Un panier de crabes

La concertation nationale pour la Refondation de la République de Madagascar a réuni de nombreuses personnes. Mais globalement, on peut distinguer 3 types de catégories de personnes. Leur participation respective à la concertation avait des motivations différentes, voire contradictoires.
Tout d’abord, il y a ceux qui sont actuellement au pouvoir. D’ail­leurs, ils étaient là en tant qu’organisateur de l’évènement. Pour eux, le principal objectif était de légitimer leur accession au pouvoir aujourd’hui. La raison est qu’ils y sont parvenus dans des circonstances plus ou moins critiquables.
Quoi qu’il en soit, ils sont sur place pour l’instant et espèrent y rester pour 2 années, tout au moins. Une Charte de la Transition devrait le con­firmer. A priori, on ignore encore si cette première catégorie a les dents aussi longues comparées à celles de leurs prédécesseurs. L’avenir nous le dira.
Quant à la seconde catégorie, il s’agit de ceux qui ont été au pouvoir et qui viennent d’être déchus de leur trône. En fin de compte, leur participation se résume à la re­cher­che d’un hypothétique retour au pouvoir.
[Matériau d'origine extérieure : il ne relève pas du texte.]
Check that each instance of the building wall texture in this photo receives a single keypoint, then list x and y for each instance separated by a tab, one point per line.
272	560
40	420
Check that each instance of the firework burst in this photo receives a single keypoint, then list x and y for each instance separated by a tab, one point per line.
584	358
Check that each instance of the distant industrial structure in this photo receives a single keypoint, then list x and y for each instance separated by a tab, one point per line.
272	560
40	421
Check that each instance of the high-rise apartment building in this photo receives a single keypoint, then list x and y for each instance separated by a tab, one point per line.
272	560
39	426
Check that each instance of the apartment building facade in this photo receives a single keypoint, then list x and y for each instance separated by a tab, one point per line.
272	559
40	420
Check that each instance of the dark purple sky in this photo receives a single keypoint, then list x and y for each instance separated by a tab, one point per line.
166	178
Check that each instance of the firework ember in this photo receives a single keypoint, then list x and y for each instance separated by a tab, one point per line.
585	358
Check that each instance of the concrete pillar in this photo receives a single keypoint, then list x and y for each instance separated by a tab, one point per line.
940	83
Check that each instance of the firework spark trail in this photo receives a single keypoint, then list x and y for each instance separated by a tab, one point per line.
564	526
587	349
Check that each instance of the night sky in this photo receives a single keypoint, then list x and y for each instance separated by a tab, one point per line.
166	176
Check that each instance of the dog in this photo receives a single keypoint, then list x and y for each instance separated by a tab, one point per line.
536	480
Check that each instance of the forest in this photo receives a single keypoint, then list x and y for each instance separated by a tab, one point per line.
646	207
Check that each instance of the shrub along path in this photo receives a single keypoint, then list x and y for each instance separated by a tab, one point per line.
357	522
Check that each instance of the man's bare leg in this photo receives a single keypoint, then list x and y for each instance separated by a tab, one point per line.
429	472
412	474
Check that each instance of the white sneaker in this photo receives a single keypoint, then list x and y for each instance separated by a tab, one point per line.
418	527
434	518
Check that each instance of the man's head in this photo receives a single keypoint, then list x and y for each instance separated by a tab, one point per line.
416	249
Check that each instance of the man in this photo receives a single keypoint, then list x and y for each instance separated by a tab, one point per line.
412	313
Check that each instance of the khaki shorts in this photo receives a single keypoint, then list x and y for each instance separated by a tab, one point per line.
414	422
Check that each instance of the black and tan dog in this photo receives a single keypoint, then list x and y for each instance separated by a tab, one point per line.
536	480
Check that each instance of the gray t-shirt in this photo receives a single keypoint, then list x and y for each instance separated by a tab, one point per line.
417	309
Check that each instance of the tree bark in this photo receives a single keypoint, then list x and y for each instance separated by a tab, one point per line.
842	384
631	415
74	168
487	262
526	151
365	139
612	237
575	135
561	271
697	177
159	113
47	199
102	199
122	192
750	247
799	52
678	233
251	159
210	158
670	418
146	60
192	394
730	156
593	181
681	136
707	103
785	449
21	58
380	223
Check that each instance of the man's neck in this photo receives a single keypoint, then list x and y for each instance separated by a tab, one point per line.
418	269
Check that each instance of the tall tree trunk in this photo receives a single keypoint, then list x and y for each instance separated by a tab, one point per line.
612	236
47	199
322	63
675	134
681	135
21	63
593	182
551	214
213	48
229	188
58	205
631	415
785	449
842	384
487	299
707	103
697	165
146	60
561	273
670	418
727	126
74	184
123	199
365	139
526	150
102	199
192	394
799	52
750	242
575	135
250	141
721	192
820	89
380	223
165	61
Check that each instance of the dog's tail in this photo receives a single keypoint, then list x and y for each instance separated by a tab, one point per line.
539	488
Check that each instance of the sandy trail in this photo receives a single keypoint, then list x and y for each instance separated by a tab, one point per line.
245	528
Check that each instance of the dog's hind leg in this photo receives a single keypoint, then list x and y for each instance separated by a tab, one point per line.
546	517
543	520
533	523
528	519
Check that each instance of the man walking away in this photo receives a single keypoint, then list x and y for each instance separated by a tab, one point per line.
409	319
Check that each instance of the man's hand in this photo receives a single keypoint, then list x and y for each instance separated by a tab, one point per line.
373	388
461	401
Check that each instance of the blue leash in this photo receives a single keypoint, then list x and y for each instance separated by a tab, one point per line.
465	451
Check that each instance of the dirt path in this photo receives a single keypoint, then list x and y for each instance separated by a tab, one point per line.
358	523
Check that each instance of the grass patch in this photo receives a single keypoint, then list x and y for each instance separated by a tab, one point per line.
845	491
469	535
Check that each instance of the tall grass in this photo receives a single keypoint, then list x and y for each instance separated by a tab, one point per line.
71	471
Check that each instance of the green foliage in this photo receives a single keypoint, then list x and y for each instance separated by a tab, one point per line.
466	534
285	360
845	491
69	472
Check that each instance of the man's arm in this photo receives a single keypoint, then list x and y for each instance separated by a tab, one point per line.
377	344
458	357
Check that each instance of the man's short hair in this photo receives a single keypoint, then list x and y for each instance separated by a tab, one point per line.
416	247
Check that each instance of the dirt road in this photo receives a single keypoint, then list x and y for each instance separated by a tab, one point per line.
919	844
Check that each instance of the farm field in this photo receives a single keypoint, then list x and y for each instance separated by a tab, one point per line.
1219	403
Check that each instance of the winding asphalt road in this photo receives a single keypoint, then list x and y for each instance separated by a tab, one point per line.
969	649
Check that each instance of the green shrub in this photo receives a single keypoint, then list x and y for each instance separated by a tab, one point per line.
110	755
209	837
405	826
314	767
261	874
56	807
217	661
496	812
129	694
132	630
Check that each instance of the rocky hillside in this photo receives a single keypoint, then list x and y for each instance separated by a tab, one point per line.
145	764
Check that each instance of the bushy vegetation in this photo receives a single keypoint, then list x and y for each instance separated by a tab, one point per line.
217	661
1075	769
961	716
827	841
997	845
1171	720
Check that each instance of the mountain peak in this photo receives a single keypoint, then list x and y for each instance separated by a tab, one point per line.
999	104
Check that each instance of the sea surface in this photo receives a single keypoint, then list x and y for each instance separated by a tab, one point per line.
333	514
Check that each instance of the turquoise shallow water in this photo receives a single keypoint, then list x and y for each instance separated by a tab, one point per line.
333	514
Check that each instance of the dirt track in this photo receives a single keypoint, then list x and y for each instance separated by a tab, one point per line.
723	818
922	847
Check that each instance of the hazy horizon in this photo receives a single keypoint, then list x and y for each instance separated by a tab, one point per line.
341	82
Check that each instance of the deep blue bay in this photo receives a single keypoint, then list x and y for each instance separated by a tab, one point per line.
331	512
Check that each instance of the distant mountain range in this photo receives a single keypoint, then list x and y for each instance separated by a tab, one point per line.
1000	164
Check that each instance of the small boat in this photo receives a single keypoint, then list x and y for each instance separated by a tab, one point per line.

Ils se plaignent d’une présumée revanche politique des nouveaux dirigeants.
Pour ces derniers, ce sont eux qui ont mené le pays à la ruine après mis à sac toutes les richesses du pays. Ce qui expliquerait les charges et poursuites lancées contre eux. La preuve, il suffit de regarder les biens immobiliers qu’ils se sont faits construire ou acquis : de véritables palaces, châteaux
Effectivement, il faut reconnaître que les émoluments et autres avanta­ges dont ils bénéficiaient quand ils étaient au pouvoir, aussi énormes soient- ils, n’auraient jamais permis de construire ou d’acquérir de tels immobiliers. Autrement dit, il y aurait anguille sous roche.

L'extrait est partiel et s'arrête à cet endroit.